The German bank saver’s tax

This is a thought experiment. I have written in favour of private sector involvement in the past. And I don’t think this is a controversial topic. Where I do have problems with the Cypriot bank saver’s tax is in terms of property rights and  law.

In Cyprus, the problem is the Icelandic one: how to treat bank lenders when the banking system is both insolvent and  disproportionately large when compared to the economy. The Irish faced this problem first in the euro zone and heaped the burden onto the sovereign, crippling it in the process. They are still trying to retroactively remove part of the burden. The alternative would have been extracting losses from senior debt holders, something the Irish were unwilling to do. And something the Swedes were also unwilling to do in the 1990s.

Cyprus faces a similar problem to Ireland and Iceland in that its banking system is very large relative to the size of the economy and is likely insolvent. The key difference for Cyprus is that Cypriot banks have very small levels of senior and subordinated debt, meaning that any private sector involvement necessarily must fall onto depositors. This fact is the source of worry as banking is a leveraged endeavour and deposits are a multiple of available cash, such that a bank run leads inevitably to insolvency.

Blanket deposit guarantees are not credible when the banking system is so outsized because the sovereign cannot make good on it. So traditionally you keep the guarantee small to protect ordinary citizens and let  big-time depositors take on the risk of having their funds expropriated in the case of insolvency.  And clearly, if you are going to have a deposit guarantee, taxing deposits that fall within that guarantee’s remit severely diminishes the credibility of that guarantee ( and others like it in the same currency area).

Enough of the background – anyway, as I was thinking about the Cypriot bank saver’s tax, it occurred to me that you could replicate it elsewhere in non-emergency situations and ask questions about the differences. Let me do that using Germany.

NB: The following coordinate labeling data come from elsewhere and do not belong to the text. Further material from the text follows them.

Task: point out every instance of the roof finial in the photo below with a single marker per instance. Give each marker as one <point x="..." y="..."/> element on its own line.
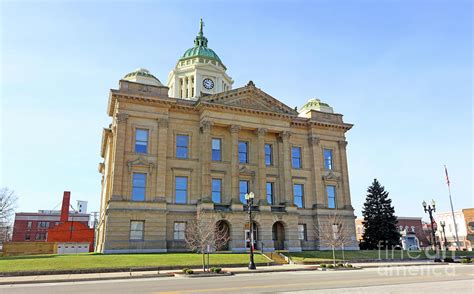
<point x="201" y="26"/>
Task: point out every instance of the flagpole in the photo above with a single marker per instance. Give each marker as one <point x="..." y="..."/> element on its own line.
<point x="452" y="209"/>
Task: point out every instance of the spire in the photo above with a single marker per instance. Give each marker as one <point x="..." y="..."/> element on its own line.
<point x="200" y="40"/>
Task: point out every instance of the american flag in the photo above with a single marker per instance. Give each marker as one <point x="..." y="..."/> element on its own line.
<point x="446" y="172"/>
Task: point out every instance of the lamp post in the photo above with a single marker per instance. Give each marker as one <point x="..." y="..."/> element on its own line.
<point x="249" y="198"/>
<point x="443" y="224"/>
<point x="430" y="209"/>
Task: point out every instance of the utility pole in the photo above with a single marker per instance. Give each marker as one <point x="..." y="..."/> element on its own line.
<point x="452" y="209"/>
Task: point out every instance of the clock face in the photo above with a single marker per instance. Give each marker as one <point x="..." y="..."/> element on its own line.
<point x="208" y="84"/>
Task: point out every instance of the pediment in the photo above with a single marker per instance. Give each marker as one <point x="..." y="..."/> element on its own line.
<point x="249" y="97"/>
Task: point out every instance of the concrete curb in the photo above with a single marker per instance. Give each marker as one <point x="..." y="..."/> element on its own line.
<point x="147" y="276"/>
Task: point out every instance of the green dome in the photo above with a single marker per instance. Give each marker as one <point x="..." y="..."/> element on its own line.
<point x="200" y="48"/>
<point x="200" y="51"/>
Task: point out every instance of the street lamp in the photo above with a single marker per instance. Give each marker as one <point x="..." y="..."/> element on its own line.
<point x="430" y="209"/>
<point x="249" y="198"/>
<point x="443" y="224"/>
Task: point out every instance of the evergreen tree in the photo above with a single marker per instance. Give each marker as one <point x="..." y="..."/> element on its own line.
<point x="380" y="222"/>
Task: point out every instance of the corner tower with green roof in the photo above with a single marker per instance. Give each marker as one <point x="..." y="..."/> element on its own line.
<point x="199" y="71"/>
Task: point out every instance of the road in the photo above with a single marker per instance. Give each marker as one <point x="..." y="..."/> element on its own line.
<point x="420" y="279"/>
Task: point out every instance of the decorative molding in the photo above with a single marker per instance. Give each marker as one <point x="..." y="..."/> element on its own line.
<point x="246" y="171"/>
<point x="331" y="176"/>
<point x="163" y="122"/>
<point x="285" y="135"/>
<point x="140" y="161"/>
<point x="234" y="129"/>
<point x="205" y="125"/>
<point x="313" y="140"/>
<point x="342" y="144"/>
<point x="261" y="131"/>
<point x="121" y="117"/>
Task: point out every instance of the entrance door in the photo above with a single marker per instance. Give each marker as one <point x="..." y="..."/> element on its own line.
<point x="278" y="232"/>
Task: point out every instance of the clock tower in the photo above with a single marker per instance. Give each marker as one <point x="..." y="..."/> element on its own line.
<point x="198" y="72"/>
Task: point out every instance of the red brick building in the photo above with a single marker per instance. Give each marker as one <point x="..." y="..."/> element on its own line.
<point x="53" y="226"/>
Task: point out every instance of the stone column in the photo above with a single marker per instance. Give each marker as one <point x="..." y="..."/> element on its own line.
<point x="285" y="169"/>
<point x="205" y="144"/>
<point x="317" y="163"/>
<point x="161" y="155"/>
<point x="120" y="166"/>
<point x="234" y="165"/>
<point x="345" y="201"/>
<point x="261" y="177"/>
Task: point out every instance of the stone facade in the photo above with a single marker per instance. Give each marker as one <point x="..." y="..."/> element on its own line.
<point x="152" y="184"/>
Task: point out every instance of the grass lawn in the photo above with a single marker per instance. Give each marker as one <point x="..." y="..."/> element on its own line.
<point x="89" y="261"/>
<point x="325" y="255"/>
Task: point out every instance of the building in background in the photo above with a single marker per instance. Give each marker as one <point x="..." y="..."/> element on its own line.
<point x="413" y="234"/>
<point x="69" y="229"/>
<point x="34" y="226"/>
<point x="464" y="222"/>
<point x="201" y="144"/>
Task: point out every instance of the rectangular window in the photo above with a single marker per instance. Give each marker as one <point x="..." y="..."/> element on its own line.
<point x="43" y="225"/>
<point x="331" y="192"/>
<point x="216" y="150"/>
<point x="243" y="152"/>
<point x="181" y="189"/>
<point x="137" y="229"/>
<point x="268" y="154"/>
<point x="216" y="190"/>
<point x="244" y="189"/>
<point x="40" y="236"/>
<point x="182" y="146"/>
<point x="179" y="231"/>
<point x="270" y="193"/>
<point x="296" y="157"/>
<point x="141" y="141"/>
<point x="327" y="159"/>
<point x="302" y="235"/>
<point x="138" y="187"/>
<point x="298" y="195"/>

Imagine the German Chancellor came on TV and told the German citizens that Germany had lived beyond its means and that its banks were overextended as was the government. She said, “mind you, we are still a AAA country with a safe banking system. Nonetheless, we are worried that we are not safe enough and intend to remedy this.” Like the solidarity tax used during reunification, the Chancellor proposes a bank solidarity tax levy to recapitalise the banks to meet the Basel 3 requirements without burdening the public balance sheet. The benefit of the tax is that German depositors get shares in the banks exactly equal to the value of their deposits. The Chancellor ends by saying that, “we have yet to work out how much of a solidarity tax we will take but it will extend to all depositors, no matter how small out of fairness. Initial estimates call for a tax of 6.9% on all deposits and 9.9% on deposits over 100,000 euros. Doing this now is better than waiting for the crisis elsewhere to affect us here in Germany as well.”

What do you think – is it legal? is it fair?

Running through that example, the first thing that comes to mind for me is that it is unnecessary. So why do it? That’s the only real difference between this hypothetical and what is occurring in Cyprus. Otherwise the two scenarios are designed to be identical. And the rationale of preparing for Basel 3 makes some sense. That’s my first take. On the legality, it is perfectly legal as well. It is a tax. Sure it taxes insured deposits but it is still legal. The fairness issue is the problem. One day you go to sleep and the next day you wake up to find your money taken in what seems to be an arbitrary way. What are they going to tax next? You could have kept your money under a mattress and this never would have happened. Had you bought physical gold, your wealth would have been preserved, your brother-in-law, the gold bug, tells you annoyingly.

But, couldn’t the government just come right out and declare an equivalent solidarity tax on all taxpayers instead. What’s the difference here except that the bank tax more closely equates the bank capital problem with the source of bank capital as the source of the tax? Isn’t it more fair that the tax come from those who use the banks? Even so, it does seem unjust and simply ridiculous – and I think the reason is ultimately the arbitrariness of the action. A tax is a tax. Nothing is certain except death and taxes, right? So in principle a government could tax any- and everything in its domain. The question goes to how it goes about doing it, how it justifies the tax and who gets the levy.

I don’t have anything else to add here since I don’t want to get too deep into the philosophical discussion of state tax. However, you can see from this hypothetical that, on the face of it, there is nothing wrong in principle with a tax to recap the banking system. The Cyprus problem goes to fairness and process. The question is who pays and how it is justified.